Playing With Fire (Playing the Game #3)
1. Blind Side
Chapter one
Blind Side
Luke
Now, Early August
M y hand is shaking.
Not the good kind of adrenaline shake you get before a championship game. This is the what the fuck am I doing shake. The kind that makes you spill coffee all over a job offer you accepted thirty minutes ago because you were too desperate to negotiate.
“Shit.”
I grab napkins from my truck’s console, dabbing at the contract that officially makes me the last minute, desperate-to-sign someone, head coach of Silver Pine University’s inaugural D1 women’s hockey team.
D1. Head coach. At twenty-five.
Director Calloway’s voice echoes in my head: “We need someone who understands the game, someone who can step in immediately.

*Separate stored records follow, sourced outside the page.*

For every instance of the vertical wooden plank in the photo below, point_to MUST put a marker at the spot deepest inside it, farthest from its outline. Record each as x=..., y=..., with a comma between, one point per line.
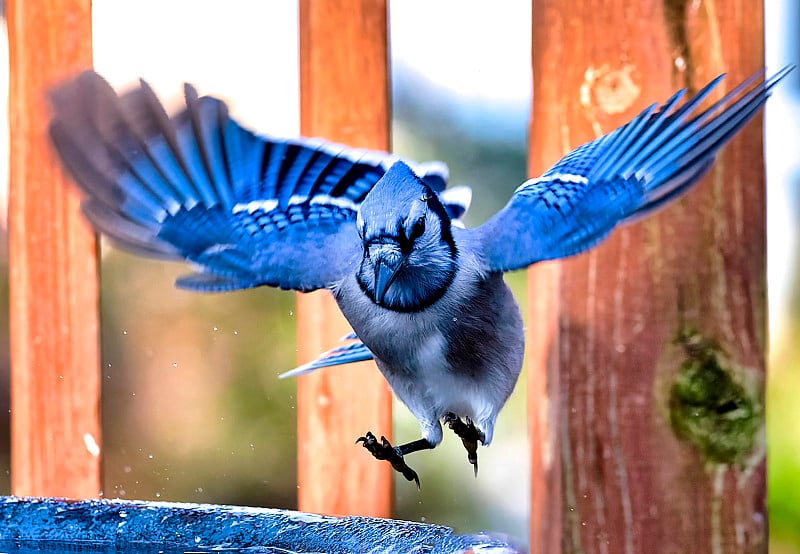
x=55, y=377
x=344, y=97
x=543, y=408
x=664, y=304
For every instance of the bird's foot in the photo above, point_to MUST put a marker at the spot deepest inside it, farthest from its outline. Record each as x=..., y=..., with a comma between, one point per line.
x=469, y=435
x=384, y=450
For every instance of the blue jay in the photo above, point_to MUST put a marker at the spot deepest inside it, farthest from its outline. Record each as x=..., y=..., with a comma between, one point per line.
x=424, y=295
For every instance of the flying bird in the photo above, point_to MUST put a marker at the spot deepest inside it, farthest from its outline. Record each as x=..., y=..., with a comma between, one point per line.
x=424, y=295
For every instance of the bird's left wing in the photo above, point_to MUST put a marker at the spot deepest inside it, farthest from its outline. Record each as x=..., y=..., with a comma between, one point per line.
x=617, y=178
x=245, y=209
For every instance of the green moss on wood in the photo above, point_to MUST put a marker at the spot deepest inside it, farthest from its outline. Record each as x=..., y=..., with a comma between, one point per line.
x=709, y=407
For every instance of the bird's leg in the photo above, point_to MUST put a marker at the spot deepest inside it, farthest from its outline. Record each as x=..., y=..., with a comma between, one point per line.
x=384, y=450
x=469, y=435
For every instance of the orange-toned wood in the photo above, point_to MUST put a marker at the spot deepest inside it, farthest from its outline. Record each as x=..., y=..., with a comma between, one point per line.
x=344, y=97
x=543, y=409
x=55, y=373
x=628, y=483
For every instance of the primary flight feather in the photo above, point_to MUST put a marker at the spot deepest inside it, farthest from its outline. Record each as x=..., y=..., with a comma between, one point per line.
x=424, y=295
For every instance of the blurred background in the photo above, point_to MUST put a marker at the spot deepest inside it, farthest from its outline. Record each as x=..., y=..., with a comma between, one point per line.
x=192, y=408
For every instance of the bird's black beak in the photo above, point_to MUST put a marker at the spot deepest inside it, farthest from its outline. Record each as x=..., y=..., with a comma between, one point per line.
x=385, y=274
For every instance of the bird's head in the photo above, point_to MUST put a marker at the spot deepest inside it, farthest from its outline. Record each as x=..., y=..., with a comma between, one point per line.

The position comes with a competitive salary, housing stipend, and the opportunity to build something from the ground up.”
I’d said yes before he finished the sentence.
Literally interrupted him mid-pitch to accept, which in retrospect wasn’t my finest moment.
But when you’ve been sending out resumes for six months with nothing to show for it except a growing collection of “we’ve decided to pursue other candidates” emails, you don’t exactly play hard to get.
You’re going to fuck this up, the voice in my head whispers, sounding suspiciously like my father after his fourth drink.
I tell that voice to shut up, shove the semi-soggy contract in my bag, and glance up at Grayson’s house through my truck’s windshield. Time to tell my best friend the news before I spiral any further into imposter syndrome.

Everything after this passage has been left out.